Self-actualizing people tend to focus on problems outside themselves; have a clear sense of what is true and what is false; are spontaneous and creative; and are not bound too strictly by social conventions.

Maslow noticed that self-actualized individuals had a better insight of reality, deeply accepted themselves, others and the world, and also had faced many problems and were known to be impulsive people. These self-actualized individuals were very independent and private when it came to their environment and culture, especially their very own individual development on "potentialities and inner resources".

According to Maslow, self-actualizing people share the following qualities:
- Truth: honest, reality, beauty, pure, clean and unadulterated completeness
- Goodness: rightness, desirability, uprightness, benevolence, honesty
- Beauty: rightness, form, aliveness, simplicity, richness, wholeness, perfection, completion,
- Wholeness: unity, integration, tendency to oneness, interconnectedness, simplicity, organization, structure, order, not dissociated, synergy
- Dichotomy-transcendence: acceptance, resolution, integration, polarities, opposites, contradictions
- Aliveness: process, not-deadness, spontaneity, self-regulation, full-functioning
- Uniqueness: idiosyncrasy, individuality, non comparability, novelty
- Perfection: nothing superfluous, nothing lacking, everything in its right place, just-rightness, suitability, justice
- Necessity: inevitability: it must be just that way, not changed in any slightest way
- Completion: ending, justice, fulfillment
- Justice: fairness, suitability, disinterestedness, non partiality,
- Order: lawfulness, rightness, perfectly arranged
- Simplicity: abstract, essential skeletal, bluntness
- Richness: differentiation, complexity, intricacy, totality
- Effortlessness: ease; lack of strain, striving, or difficulty
- Playfulness: fun, joy, amusement
- Self-sufficiency: autonomy, independence, self-determining.

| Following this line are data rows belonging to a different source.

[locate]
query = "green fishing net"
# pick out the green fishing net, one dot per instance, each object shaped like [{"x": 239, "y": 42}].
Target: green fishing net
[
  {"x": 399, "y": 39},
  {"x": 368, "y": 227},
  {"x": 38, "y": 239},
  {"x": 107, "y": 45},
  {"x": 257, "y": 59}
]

Maslow based his theory partially on his own assumptions about human potential and partially on his case studies of historical figures whom he believed to be self-actualized, including Albert Einstein and Henry David Thoreau. Consequently, Maslow argued, the way in which essential needs are fulfilled is just as important as the needs themselves. Together, these define the human experience. To the extent a person finds cooperative social fulfillment, he establishes meaningful relationships with other people and the larger world. In other words, he establishes meaningful connections to an external reality—an essential component of self-actualization. In contrast, to the extent that vital needs find selfish and competitive fulfillment, a person acquires hostile emotions and limited external relationships—his awareness remains internal and limited.

===Metamotivation===
Maslow used the term metamotivation to describe self-actualized people who are driven by innate forces beyond their basic needs, so that they may explore and reach their full human potential. Maslow's theory of motivation gave insight on individuals having the ability to be motivated by a calling, mission or life purpose. It is noted that metamotivation may also be connected to what Maslow called B-(being) creativity, which is a creativity that comes from being motivated by a higher stage of growth. Another type of creativity that was described by Maslow is known as D-(deficiency) creativity, which suggests that creativity results from an individual's need to fill a gap that is left by an unsatisfied primary need or the need for assurance and acceptance.

===Methodology===
Maslow based his study on the writings of other psychologists, Albert Einstein, and people he knew who [he felt] clearly met the standard of self-actualization.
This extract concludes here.